2020年2月25日火曜日

フランス語の「ナイーブ」にご用心

彼ってナイーブな人だよね。

というフレーズを耳にしたら、「ナイーブ」という言葉をどのように解釈しますか?おそらく日本人であれば、

デリケートな、繊細な

という意味に捉えると思います。だとしたら、話題になっている「彼」のイメージは決して悪いものではないはず。褒め言葉とも言えない気はするけど…

さて「ナイーブ」という言葉、実はフランス語由来でして"naïve"と書いて「ナイーヴ」と発音する形容詞です。しかも、「ナイーヴ」は「女性形」なので、男性形は"naïf"と書いて「ナイーフ」と発音します。
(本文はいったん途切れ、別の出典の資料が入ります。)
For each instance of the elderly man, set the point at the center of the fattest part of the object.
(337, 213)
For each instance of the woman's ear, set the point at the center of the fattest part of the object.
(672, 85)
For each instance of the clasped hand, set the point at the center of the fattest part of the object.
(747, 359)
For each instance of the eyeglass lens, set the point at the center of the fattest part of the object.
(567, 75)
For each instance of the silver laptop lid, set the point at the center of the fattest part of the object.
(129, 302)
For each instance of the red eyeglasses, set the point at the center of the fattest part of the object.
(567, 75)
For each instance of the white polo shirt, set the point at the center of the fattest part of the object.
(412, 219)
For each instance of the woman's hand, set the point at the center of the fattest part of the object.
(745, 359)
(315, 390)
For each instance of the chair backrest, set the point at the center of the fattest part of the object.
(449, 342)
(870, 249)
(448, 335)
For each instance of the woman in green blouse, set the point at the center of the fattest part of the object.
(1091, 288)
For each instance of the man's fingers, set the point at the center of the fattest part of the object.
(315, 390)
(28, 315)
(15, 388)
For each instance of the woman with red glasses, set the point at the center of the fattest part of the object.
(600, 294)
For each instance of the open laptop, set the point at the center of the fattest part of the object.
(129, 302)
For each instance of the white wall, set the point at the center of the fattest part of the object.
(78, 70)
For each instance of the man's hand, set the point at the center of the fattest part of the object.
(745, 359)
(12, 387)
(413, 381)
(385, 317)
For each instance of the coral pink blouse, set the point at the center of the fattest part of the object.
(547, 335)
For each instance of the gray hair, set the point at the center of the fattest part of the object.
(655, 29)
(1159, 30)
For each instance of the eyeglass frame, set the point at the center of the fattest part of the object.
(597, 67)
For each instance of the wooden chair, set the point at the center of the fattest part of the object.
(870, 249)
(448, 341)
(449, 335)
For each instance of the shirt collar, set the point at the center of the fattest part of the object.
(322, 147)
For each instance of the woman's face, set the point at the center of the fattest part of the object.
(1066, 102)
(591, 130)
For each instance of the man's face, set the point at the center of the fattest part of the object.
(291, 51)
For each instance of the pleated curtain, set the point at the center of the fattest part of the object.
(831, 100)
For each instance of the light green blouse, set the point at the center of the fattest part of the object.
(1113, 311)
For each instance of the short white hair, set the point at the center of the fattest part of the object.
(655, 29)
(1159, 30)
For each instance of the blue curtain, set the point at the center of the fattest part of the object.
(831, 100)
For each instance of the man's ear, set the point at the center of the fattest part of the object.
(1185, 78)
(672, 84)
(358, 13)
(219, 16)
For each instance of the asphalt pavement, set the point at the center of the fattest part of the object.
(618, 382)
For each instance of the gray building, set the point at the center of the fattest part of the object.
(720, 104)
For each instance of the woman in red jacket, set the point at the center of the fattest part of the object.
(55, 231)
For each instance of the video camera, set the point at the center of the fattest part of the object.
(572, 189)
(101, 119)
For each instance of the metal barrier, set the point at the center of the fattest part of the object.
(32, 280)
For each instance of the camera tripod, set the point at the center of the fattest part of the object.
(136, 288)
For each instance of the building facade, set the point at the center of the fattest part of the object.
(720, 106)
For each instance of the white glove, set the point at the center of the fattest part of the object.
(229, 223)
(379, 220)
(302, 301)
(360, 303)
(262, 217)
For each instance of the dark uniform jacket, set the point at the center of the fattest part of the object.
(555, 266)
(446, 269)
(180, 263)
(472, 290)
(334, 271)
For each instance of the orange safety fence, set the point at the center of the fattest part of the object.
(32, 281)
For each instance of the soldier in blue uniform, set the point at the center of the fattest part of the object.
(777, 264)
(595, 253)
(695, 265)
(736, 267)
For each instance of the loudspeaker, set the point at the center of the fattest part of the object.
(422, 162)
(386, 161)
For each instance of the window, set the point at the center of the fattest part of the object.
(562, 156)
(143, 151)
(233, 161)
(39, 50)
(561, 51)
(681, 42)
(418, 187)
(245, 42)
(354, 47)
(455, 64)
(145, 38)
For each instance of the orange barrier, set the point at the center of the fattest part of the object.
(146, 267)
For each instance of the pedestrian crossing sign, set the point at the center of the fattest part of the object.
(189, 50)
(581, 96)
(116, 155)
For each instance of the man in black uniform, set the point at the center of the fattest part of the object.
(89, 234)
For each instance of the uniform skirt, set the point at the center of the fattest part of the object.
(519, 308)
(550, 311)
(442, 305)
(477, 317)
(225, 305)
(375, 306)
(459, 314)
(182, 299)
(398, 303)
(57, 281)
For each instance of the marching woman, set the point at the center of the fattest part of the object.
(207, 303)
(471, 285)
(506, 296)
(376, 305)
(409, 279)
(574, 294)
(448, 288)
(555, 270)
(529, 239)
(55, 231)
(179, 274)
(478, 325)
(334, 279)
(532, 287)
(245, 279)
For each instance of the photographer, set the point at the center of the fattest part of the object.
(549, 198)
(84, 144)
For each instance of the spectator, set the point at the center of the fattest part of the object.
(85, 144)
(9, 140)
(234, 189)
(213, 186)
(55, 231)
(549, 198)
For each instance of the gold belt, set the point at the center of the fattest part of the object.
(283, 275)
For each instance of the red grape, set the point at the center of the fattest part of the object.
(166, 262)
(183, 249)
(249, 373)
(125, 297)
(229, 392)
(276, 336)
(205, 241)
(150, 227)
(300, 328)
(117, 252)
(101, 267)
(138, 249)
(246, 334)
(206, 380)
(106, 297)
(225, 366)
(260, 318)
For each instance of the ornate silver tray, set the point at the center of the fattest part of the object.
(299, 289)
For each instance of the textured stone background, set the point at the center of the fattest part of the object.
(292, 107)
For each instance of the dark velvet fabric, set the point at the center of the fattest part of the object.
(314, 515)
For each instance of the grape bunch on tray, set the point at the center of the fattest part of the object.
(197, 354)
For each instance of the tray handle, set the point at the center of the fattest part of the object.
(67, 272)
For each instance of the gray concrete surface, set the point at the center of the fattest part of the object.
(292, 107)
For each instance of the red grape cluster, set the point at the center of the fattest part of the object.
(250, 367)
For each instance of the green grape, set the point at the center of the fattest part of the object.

なので、「彼ってナイーブな人だよね」という文をフランス語にすると、

Il est naïf.
(イレ ナイーフ)

となるわけですが、意味は日本人が思い浮かべるものとは違ってけっこうネガティヴなのでご用心。どういう意味になるかというと、「彼」は…

お人よしで、
ばか正直で、
世間知らずで、
うぶで間抜けな

人なんです(T_T)こう言われたら、当の本人はカチンときてしまいますよね。フランス語を勉強している方、フランス人と交流する機会がある方はぜひ、日本で使われている「ナイーブ」とフランス語の"naïf/naïve"は意味が違うということに気をつけましょう。

たとえば日本には「ナイーブ」という名前のボディソープがあるけれど、たぶん「デリケートで敏感なお肌のために」というメッセージが込められているんでしょうね…デザインはシンプルでかわいいけどね。


あとは、教育系人気ユーチューバーのAちゃん。歴史好きの私は時々彼の動画を観ますが、たとえば敵対する二つの勢力について話をしている時などに、Aちゃんはよく

これはナイーブな問題ですよね〜

と言ったりするので一瞬ギョッとします。そうか、彼は日本に溶け込んだ「ナイーブ」を使っているから「デリケートな問題」と同じ意味で話しているんだろうな。そして大部分の視聴者は彼が発した「ナイーブ」にまったく違和感を覚えないかもしれないですね。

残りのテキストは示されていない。